The National Institutes of Health supported the creation of 2 standard sets of PRO measures: one appropriate for use across neurologic disorders, including MS (Neuro-QoL), and another that is useful across a broad range of chronic health conditions (Patient-Reported Outcome Measurement Information Systems).¹⁶ These instruments are not without limitations, because they do not cover all domains. Furthermore, sensitivity to change and the relevant degree of change that is clinically significant needs to be established. A review by Nowinski et al¹⁷ describes the evolution and expanded use of PROs.

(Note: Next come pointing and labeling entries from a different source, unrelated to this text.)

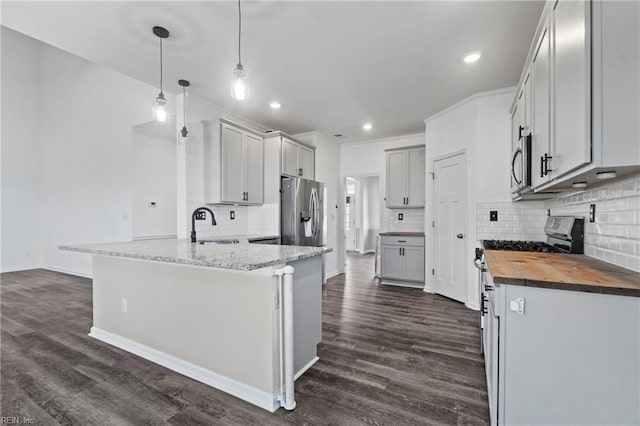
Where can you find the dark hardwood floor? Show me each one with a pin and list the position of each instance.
(389, 356)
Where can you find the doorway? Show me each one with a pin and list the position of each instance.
(362, 217)
(450, 226)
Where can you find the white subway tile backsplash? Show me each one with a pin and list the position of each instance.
(614, 237)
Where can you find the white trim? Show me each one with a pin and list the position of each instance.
(67, 271)
(305, 368)
(382, 140)
(23, 268)
(409, 284)
(472, 305)
(335, 273)
(468, 99)
(240, 390)
(154, 237)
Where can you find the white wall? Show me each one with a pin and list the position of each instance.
(21, 168)
(86, 113)
(367, 158)
(328, 162)
(154, 180)
(479, 125)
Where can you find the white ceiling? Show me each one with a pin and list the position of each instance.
(332, 65)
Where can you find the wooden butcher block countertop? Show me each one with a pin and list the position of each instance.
(561, 271)
(403, 234)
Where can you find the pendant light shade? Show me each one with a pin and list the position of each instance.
(160, 106)
(240, 79)
(184, 133)
(240, 84)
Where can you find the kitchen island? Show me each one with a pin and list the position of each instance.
(243, 318)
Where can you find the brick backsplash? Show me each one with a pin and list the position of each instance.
(615, 235)
(412, 220)
(516, 221)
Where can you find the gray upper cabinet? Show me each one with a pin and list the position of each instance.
(585, 93)
(540, 103)
(405, 178)
(234, 164)
(297, 159)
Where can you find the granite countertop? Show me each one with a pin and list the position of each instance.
(241, 257)
(574, 272)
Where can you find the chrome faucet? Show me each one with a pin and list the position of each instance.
(193, 220)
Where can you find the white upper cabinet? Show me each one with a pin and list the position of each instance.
(234, 164)
(572, 109)
(405, 178)
(585, 93)
(297, 160)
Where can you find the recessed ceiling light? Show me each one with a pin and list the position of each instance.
(606, 175)
(472, 57)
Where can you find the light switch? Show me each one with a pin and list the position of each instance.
(517, 305)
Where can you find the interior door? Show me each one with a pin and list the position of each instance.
(417, 177)
(232, 164)
(396, 179)
(254, 157)
(450, 230)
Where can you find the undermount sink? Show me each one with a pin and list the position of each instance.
(220, 241)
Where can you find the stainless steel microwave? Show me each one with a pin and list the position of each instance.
(521, 165)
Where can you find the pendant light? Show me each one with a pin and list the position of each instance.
(160, 107)
(184, 133)
(240, 80)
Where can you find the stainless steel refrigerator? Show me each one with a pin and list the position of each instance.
(301, 212)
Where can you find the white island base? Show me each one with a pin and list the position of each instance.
(219, 326)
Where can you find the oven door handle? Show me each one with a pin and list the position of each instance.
(478, 265)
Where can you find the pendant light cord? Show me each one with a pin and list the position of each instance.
(160, 64)
(239, 31)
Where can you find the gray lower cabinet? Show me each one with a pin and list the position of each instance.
(569, 358)
(402, 261)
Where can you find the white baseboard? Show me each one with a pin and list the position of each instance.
(305, 368)
(19, 269)
(335, 274)
(402, 283)
(67, 271)
(240, 390)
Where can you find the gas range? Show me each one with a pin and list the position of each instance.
(533, 246)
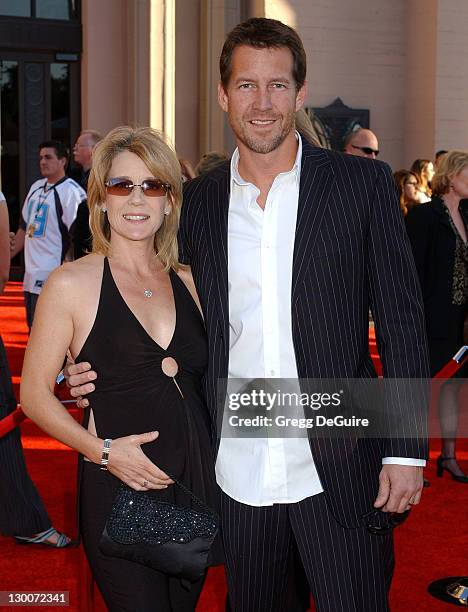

Technology: Wearable Devices and Smartphone Applications

Recent studies investigating the use of wearable devices and smartphone-based applications (SPBAs) to log MS symptoms reveal their potential use in clinical settings. “Invisible” symptoms such as fatigue and cognition are not easy to track in a follow-up clinic visit. Data from wearable devices can provide additional information that helps clinicians monitor DMT responses and symptoms over time.¹⁸

Smartphone apps (eg, Floodlight) are available to measure dexterity, cognition, and mobility through smartphone-based tests.¹⁹ Some of the data from these devices and apps are useful because they align with the EDSS. For example, trackable symptoms through wristwatches include physiologic changes associated with fatigue (eg, heart rate, reduced heart rate variability, sleep behavior). Inertial sensor and global positioning system data using a watch have been used to estimate EDSS data that aligned with neurologists’ assessments.²⁰ Wake-up patterns, circadian cycle, and work–rest patterns can be used to extrapolate data on fatigue.¹⁸ Motor performance outcomes can also be tracked using SPBAs to assess and track symptoms including walking ability, balance, and dexterity. The Cognitive Fatigability Assessment Test, a smartphone-based tool, has been utilized to quantify cognitive fatigue.¹⁹ For this test, the wearer is told to respond to a prompt on their screen and tapping frequency is utilized as an objective measurement for motor fatigability.¹⁹

Although no standardized SPBA or wearable device can be used to assess MS, the clinical utility of these wearable devices is promising. Further research is needed to evaluate the use of these applications to assess DMT response and disease progression outside of the clinic. 

Conclusion

Tools available for assessing treatment response in people with MS were originally used mainly in clinical trials for Food and Drug Administration approval of DMTs. Many of these tools have been incorporated successfully in clinical practice and are important for assessment of treatment response, including clinical evaluations to confirm bona fide relapses, EDSS to establish disability progression, T25FW to assess change in walking ability, 9HPT to assess manual dexterity, and SDMT to screen cognitive function. In addition, MRI enables assessment of clinically silent breakthrough disease, and OCT can be used to monitor RNFL and macular GCL thinning.²¹ Artificial intelligence–driven brain volumetric analysis further enhances MRI data precision. Emerging biomarkers, such as sNfL and GFAP, show promise as indicators of disease activity, progression, and treatment efficacy, but these biomarker test results should be interpreted cautiously.²² Advancements in wearable technologies, such as smartwatches, offer new ways to track physical activity, gait, balance, QoL, and sleep. Despite these advances, no single tool provides a complete assessment of treatment response, emphasizing the need for integrating multiple approaches, including PROs, to enhance accuracy and guide therapeutic decisions.